Thursday, November 12, 2015

AOL-D

It seems like yesterday.   But, indeed, it was probably about twenty years ago when everybody started to say "you've got mail."

You got your first PC and naturally you needed to have AOL.   No, wait, America On Line.  

You'd hook up the modem with the phone jack.   You went on-line and wouldn't receive a phone call as long as you were on the World Wide Web.   You'd set up your very first AOL user name and password.  You went through a painstaking process to come up with just the right on-line name.  It's as if you were naming your first child.

You'd click to sign on.   A crackle and hum would rattle the house.  Then, suddenly, a male voice would shout at you.

"HELLO!"

And then if you were popular....

"YOU'VE GOT MAIL!"

Usually, your connection would fall apart several times a day.   Or the system would run so slow that you'd see this running icon.
Sometimes it would run for hours.   You'd bang on your keyboard repeatedly.   Then get disgusted and swear off computers for life.

Chances are you were back trying to connect again in less than 45 minutes.

Yep, gang, that was 1994.  And you all remember your first on-line experience.

Flash forward to 2015.  The static and garble is gone.   Your connection now runs through Wi-Fi as does practically everything else in your house.  Everything is smooth as silk.

Now there are thousands of ways you can set up an e-mail account.  Yahoo.  Google.  G-Mail.   Many of them are free.

And then there are some of us still holding onto our original AOL monikers.  Hey, mine was way too clever.  A combination of initials and New York Met history.  I was proud of it.  The damn thing should live forever.  

Hello?

Sure, I've got access to some of the other portals.  Business accounts on company servers.   Other business on G-Mail.  But, still, my original AOL account exists.

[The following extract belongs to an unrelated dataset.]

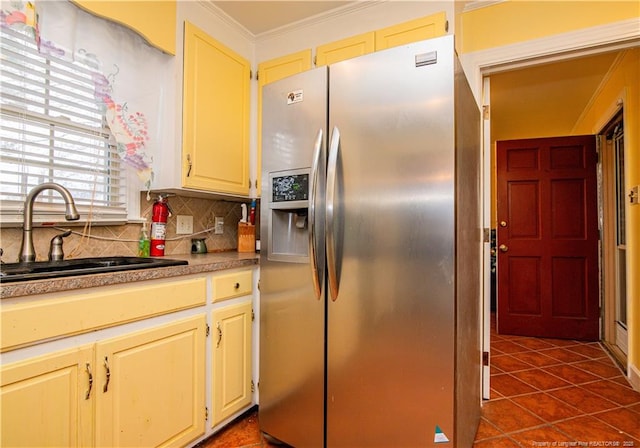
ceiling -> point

There have been a few times where I needed to contact them for technical help and I did get a live voice that may actually reside on this side of the globe.  They are helpful and got me mixed.

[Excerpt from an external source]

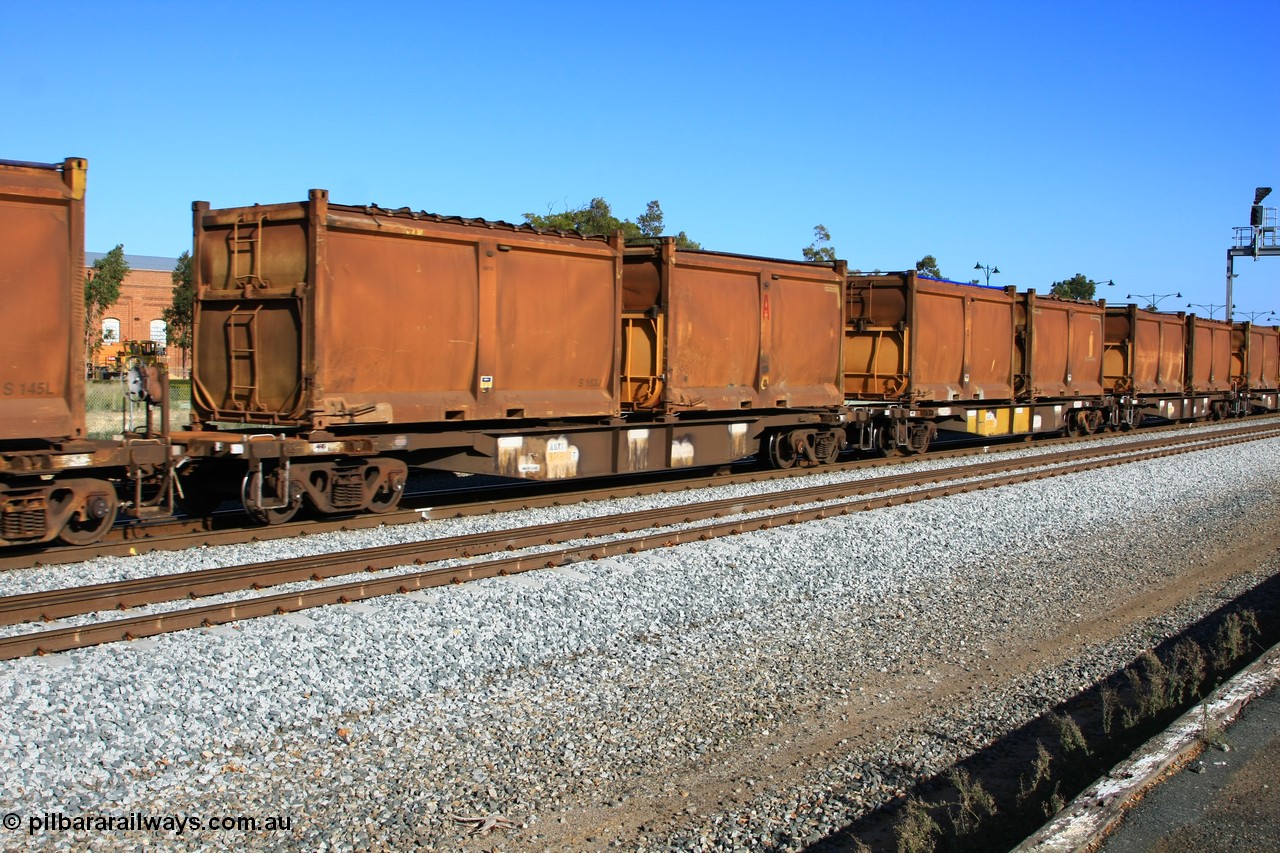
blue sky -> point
(1119, 140)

I look at the AOL homepage and wonder what I am paying for, even if it is only a couple of bucks a month.  Every day, there is a spotlight on a bizarre news story.  A bride disappears on her honeymoon.  A child has not been found in the Adirondacks for weeks.  Interesting uses for snake milk.  Huh?

I could easily shift my super-clever AOL user name to another site.   Friends have already done so.  I think about the hassle and whether it's worth it.  It would have to be a slow migration.   It might take an entire year to achieve.

But I still hold off.  Why?

Recently, a business colleague was speaking with me and noted my AOL address.

"Wow, that's old."

Excuse me.

I was instructed that, in today's society, an AOL extension on your e-mail translates to the notion that you are out of it.  Not socially up on anything new.  A dinosaur.

Thank you very much.

I ponder what the new AOL greeting might be for me.

"You've got wrinkles."

I resolve to make the transition ASAP.  Before anybody else is RFLMAO at me.  

The process begins tomorrow.

Or maybe next week.

Or next month.

Damn you, AOL.

Dinner last night:  Sandwich and soup.